O vice-presidente da República Hamilton Mourão classificou como “bandidos” os mortos na favela do Jacarezinho, na operação policial mais letal da história do Rio de Janeiro, realizada na quinta-feira e que deixou 28 mortos. “Tudo bandido! Entra um policial numa operação normal e leva um tiro na cabeça, de cima de uma laje.
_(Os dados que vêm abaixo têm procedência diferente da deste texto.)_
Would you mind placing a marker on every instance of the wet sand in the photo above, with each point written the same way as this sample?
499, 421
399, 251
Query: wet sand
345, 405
Lamentavelmente, essas quadrilhas do narcotráfico são verdadeiras narcoguerrilhas; têm controle sobre determinadas áreas e é um problema da cidade do Rio de Janeiro”, disse, ao chegar para despachar no Palácio do Planalto.

Um dia depois da operação policial, um grupo com cerca de 50 pessoas realizou, ontem, uma manifestação em frente à Cidade da Polícia, que reúne delegacias especializadas da Polícia Civil. A incursão de quinta-feira foi realizada por 250 agentes da corporação.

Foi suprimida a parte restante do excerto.